Bab 03. Kebenaran dan Kesadaran

359 106 449
                                    

❛❛Hidup adalah perjalanan yang penuh dengan tantangan, tetapi juga peluang untuk tumbuh dan berubah.❜❜

───────⊹⊱✫⊰⊹───────

Gibran, dengan seragam sekolahnya yang rapi, menuruni tangga menuju ruang keluarga. Di sana, kedua orang tuanya sudah menunggunya. Pandangan Gibran tertuju pada ibunya, Riana. Meskipun mengetahui bahwa ayahnya, Adrian, telah berselingkuh, Riana tetap melayani suaminya dengan penuh kesabaran.

"Wanita hebatku, syurgaku, penyemangatku. Gibran tidak akan pernah membiarkan siapapun menyakiti Mama, sekalipun itu adalah Papa Gibran sendiri," batin Gibran, hatinya dipenuhi kasih sayang kepada sang ibu.

"Ma, Gibran pamit," ucap Gibran, mencium tangan Riana dengan penuh hormat.

Setelah berpamitan dengan Riana, Gibran beranjak pergi. Namun, ia tidak menyapa Adrian. Rasa kesal masih menyelimuti hatinya, akibat perbuatan ayahnya yang telah melukai hati ibunya.

"Nak, salim Papa dong," pinta Riana lembut, berusaha mencairkan suasana.

"Gibran buru-buru, Ma," jawab Gibran singkat, tanpa menoleh. Ia langsung keluar rumah dan mengendarai motornya.

Adrian merasakan sesak di dadanya. Gibran, yang dulunya selalu menghormatinya, kini telah berubah. Perselingkuhannya dengan Asti telah menyebabkan jarak yang lebar di antara mereka. Adrian menyadari kesalahannya yang telah menyakiti hati istri dan anaknya.

"Maafkan Papa Gibran, Papa janji, Papa akan memperbaiki semuanya," batin Adrian, hatinya dipenuhi penyesalan dan keinginan untuk memperbaiki hubungannya dengan Gibran dan Riana.

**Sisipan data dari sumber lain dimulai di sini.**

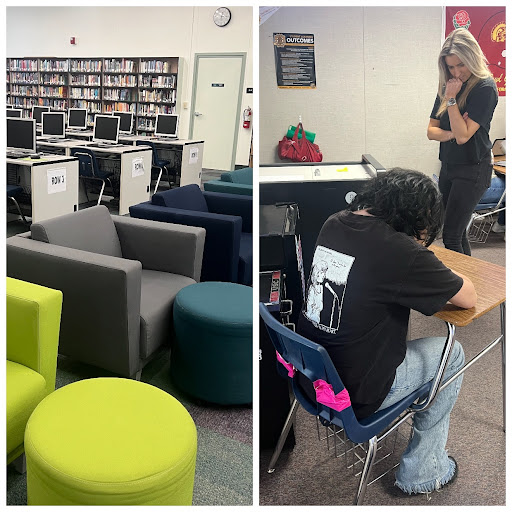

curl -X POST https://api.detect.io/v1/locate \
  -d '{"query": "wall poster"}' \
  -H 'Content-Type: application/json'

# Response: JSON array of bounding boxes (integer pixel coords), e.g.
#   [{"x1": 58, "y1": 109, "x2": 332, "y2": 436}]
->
[
  {"x1": 445, "y1": 6, "x2": 507, "y2": 96},
  {"x1": 274, "y1": 33, "x2": 316, "y2": 89}
]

Adrian menyadari bahwa perselingkuhannya telah menyebabkan trauma emosional pada Gibran. Perilaku Gibran yang berubah merupakan bentuk dari mekanisme pertahanan diri, yaitu penghindaran sebagai respon terhadap rasa sakit dan kekecewaan yang dialaminya. Gibran berusaha melindungi dirinya dari rasa sakit dengan menghindari kontak dengan Adrian.

Adrian juga memahami bahwa sebagai ibu dan istri, Riana telah menunjukkan ketahanan yang luar biasa dalam menghadapi badai rumah tangganya. Riana tetap melayani Adrian dengan sabar, menunjukkan kedewasaan emosional yang tinggi.

Adrian menyadari bahwa untuk memperbaiki hubungannya dengan Gibran dan Riana, ia harus melakukan introspeksi diri dan merubah perilakunya. Ia harus bertanggung jawab atas perbuatannya dan menunjukkan komitmen untuk memperbaiki kesalahan yang telah dilakukan.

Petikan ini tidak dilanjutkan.